• EGYPT
  • November 13, 2017
  • 5 minutes read

Sisi Regime Violations of Nubians’ Rights Risk Eruption in Egypt’s South

Sisi Regime Violations of Nubians’ Rights Risk Eruption in Egypt’s South
The death of Nubian activist Gamal Sorour in Aswan Central Prison caused a wave of discontent in Nubian circles, which resulted in the disruption of a number of public facilities and services in the province after police used excessive force to disperse protesters.

Clashes erupted between dozens of Nubians and security forces in protest against the arrest of 25 young people from Nubia (in the south of Egypt) since November 3 and the death of activist Gamal Sorour in a prison cell a few days ago.

Mohamed Haggag, lawyer of Nubian detainees, said that the number of those arrested in these events amounted to 10, who are now being interrogated at Camp Shallal.

Haggag added that the charges against the Nubian detainees are "blocking roads, damaging a railway station, a complaint from the transport authority, damaging public facilities, assaulting troops and demonstrating without permission". He further added that the detainees’ remand in custody will be extended.

Mohamed Saleh Sorour, 50, known as Gamal Sorour, died after a four-day hunger strike in Aswan Central Prison. Witnesses said he died before getting transferred to a hospital. The coup regime’s Interior Ministry claims his death came after he was transferred to Aswan Central Hospital.

Security forces arrested 24 Nubian activists on the last day of Eid Al-Adha (Friday, September 1, 2017) after they organized a protest holding Dfouf (Tambourines) to demand their right to return to their land from which they had been evicted when construction of the High Dam started and some projects built on the course of the Nile. They were later known in the media by “al-Dfouf Detainees”

Fears of Nubian Eruption

Gamal Eid, Director of the Arabic Network for Human Rights Information (ANHRI), condemned the arrest of 24 Nubian activists and protesters, saying that their detention was contrary to the Constitution and the law, warning of the possibility of an explosion of rage in the Nubian society because of the repression of its citizens. He also noted that the issue is basically political and not criminal.

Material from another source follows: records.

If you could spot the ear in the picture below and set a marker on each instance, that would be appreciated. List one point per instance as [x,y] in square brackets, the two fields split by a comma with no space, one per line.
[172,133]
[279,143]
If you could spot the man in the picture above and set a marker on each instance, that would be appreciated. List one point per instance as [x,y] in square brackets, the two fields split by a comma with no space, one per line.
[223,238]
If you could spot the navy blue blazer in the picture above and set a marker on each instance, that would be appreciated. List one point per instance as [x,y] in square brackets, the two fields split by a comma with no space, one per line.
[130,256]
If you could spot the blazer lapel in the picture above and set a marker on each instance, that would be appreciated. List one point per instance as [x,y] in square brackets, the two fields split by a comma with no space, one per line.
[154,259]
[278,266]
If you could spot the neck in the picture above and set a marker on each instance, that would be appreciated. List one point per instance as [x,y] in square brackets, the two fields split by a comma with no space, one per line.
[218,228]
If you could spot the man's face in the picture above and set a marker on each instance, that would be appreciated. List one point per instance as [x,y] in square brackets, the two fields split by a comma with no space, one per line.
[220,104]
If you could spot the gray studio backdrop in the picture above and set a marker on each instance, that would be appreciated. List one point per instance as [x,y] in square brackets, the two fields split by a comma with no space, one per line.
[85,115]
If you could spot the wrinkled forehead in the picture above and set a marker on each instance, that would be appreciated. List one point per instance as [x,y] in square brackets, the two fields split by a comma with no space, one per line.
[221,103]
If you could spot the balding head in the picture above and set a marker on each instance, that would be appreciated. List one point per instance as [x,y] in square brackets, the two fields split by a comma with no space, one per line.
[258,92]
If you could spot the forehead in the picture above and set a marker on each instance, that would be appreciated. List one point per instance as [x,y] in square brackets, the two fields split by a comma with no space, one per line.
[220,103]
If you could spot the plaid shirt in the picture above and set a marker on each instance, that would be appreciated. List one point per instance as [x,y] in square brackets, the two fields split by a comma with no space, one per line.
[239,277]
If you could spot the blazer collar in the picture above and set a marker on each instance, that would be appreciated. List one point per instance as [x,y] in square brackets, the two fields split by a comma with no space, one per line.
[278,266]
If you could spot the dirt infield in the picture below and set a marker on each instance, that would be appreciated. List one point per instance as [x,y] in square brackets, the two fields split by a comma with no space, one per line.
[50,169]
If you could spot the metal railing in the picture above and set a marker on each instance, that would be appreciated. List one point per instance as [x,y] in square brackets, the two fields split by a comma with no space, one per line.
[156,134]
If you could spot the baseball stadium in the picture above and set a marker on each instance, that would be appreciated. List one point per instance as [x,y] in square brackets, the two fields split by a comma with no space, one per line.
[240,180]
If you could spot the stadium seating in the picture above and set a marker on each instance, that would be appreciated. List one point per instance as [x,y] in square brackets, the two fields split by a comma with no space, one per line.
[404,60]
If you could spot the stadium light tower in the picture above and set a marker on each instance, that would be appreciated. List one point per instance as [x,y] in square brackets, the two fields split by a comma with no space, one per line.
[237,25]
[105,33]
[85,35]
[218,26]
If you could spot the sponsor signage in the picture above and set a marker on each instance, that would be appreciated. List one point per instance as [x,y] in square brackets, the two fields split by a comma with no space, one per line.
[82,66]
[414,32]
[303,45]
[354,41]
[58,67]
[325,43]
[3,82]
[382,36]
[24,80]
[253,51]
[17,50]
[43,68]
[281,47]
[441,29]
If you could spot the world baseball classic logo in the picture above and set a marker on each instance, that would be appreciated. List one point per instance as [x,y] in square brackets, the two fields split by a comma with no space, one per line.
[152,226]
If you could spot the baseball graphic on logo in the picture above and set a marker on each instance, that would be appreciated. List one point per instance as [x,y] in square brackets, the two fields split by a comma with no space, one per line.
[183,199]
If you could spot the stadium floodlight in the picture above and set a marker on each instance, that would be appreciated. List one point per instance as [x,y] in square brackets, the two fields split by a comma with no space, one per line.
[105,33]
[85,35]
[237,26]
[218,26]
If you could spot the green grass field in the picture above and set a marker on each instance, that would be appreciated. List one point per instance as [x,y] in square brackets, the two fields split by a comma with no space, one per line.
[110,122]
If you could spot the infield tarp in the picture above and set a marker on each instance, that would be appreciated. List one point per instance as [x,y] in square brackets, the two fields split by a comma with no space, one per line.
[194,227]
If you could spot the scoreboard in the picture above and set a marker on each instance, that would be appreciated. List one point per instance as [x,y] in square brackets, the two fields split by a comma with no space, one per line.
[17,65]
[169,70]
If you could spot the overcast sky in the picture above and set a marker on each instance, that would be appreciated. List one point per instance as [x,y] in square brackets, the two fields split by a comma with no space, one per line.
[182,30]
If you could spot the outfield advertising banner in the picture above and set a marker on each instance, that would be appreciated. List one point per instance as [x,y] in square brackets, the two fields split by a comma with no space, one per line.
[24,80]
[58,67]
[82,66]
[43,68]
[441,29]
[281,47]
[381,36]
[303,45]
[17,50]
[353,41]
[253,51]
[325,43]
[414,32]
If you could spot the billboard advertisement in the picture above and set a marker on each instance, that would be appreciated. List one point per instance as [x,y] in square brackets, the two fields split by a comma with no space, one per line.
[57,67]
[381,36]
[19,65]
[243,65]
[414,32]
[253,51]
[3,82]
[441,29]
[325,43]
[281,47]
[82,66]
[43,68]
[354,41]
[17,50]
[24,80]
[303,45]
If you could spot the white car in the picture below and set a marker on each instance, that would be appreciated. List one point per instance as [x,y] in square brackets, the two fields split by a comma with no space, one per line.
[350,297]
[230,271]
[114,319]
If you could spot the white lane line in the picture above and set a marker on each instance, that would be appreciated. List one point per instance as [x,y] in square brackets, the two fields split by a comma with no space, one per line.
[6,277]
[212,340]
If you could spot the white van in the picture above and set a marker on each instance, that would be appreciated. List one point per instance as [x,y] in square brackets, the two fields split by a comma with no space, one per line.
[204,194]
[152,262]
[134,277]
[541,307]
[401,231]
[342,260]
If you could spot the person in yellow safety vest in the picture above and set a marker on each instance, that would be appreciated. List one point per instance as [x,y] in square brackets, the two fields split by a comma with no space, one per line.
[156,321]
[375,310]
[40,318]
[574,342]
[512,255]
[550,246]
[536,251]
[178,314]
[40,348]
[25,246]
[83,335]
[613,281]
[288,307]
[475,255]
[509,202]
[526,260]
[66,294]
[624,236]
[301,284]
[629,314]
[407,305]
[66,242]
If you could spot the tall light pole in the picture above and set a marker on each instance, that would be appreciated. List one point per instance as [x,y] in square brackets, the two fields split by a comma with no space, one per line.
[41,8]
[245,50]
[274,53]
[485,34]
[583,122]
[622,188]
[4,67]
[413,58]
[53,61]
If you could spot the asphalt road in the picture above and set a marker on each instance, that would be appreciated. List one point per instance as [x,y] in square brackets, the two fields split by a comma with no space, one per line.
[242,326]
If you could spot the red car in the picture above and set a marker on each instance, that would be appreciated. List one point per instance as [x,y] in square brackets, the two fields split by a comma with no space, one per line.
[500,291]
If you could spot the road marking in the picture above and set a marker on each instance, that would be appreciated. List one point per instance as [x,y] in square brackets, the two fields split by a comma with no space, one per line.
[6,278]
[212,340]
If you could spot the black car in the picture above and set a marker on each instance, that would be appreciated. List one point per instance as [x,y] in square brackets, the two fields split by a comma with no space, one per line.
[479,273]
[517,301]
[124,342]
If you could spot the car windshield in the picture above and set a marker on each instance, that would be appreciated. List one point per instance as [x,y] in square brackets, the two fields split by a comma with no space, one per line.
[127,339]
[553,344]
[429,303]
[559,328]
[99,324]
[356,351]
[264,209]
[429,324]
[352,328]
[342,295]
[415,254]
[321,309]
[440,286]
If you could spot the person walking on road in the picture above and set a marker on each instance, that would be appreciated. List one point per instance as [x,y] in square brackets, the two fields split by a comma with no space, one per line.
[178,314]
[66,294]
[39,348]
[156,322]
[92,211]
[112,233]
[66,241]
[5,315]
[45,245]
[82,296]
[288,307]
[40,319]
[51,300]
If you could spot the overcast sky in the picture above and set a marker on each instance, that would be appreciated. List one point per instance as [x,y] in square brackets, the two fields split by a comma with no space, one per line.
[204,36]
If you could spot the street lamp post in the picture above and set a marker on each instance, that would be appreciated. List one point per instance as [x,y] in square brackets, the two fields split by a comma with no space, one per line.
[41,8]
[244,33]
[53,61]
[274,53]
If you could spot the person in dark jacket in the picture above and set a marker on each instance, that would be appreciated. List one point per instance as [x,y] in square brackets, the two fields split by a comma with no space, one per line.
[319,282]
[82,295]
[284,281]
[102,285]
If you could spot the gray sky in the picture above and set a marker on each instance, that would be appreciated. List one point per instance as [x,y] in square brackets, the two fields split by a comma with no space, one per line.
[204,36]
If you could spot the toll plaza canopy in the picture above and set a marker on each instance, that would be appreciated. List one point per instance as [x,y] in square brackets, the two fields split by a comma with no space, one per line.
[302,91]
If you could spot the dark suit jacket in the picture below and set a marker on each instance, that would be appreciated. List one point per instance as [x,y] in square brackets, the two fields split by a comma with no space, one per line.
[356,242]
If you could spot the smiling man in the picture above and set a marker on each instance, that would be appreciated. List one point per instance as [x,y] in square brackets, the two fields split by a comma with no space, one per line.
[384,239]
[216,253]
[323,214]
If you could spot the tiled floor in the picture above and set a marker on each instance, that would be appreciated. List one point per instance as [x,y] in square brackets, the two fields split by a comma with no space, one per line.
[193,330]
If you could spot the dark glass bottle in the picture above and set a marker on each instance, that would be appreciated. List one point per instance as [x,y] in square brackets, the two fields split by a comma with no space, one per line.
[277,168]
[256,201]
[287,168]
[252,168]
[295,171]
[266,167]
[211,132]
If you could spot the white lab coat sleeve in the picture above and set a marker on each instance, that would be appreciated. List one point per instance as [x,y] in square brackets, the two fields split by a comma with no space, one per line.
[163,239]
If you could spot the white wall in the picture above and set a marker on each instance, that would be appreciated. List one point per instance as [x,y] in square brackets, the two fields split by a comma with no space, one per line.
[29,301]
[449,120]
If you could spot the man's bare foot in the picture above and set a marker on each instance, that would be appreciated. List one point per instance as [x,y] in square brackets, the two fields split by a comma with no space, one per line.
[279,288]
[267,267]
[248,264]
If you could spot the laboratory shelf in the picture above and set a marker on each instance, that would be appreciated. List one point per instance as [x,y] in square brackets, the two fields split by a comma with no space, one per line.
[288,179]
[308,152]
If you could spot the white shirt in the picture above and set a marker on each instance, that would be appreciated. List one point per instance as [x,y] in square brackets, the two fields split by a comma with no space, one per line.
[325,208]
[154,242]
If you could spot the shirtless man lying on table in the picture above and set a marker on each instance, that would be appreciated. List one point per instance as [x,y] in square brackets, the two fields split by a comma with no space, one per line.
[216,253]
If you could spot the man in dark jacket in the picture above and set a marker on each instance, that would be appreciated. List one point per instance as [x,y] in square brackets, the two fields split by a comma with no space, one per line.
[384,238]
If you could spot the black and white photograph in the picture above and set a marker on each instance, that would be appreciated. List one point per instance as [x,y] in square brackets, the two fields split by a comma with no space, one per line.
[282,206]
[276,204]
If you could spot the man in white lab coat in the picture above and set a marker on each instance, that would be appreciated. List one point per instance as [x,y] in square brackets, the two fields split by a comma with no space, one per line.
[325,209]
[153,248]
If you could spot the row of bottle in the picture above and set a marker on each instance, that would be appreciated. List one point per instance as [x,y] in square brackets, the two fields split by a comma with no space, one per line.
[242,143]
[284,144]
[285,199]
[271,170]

ANHRI’s director Eid held the Ministry of the Interior responsible for the life of the strikers, stressing that what happened was not humane. Among those arrested was one of the outstanding students, who received a state award, but unfortunately his future is being destroyed due to illegal detention.

Neglect of the Nubian cause

Zakaria Bercy, member of the Central Committee for the Defense of Nubia, accused the Sisi regime of fomenting anger in Nubia. He expressed his fear of an explosion of this anger at any time because of the brutality of the police and the intransigence of the judiciary, stressing that the release of their loved ones is the only way to avoid an eruption, since they were only demanding their rights be respected. 60 detainees, including those arrested from protests and from the tribes of Daboudiya and Hilaliyya, now languish in Sisi jails. Bercy warned that the next revolution may come from the south.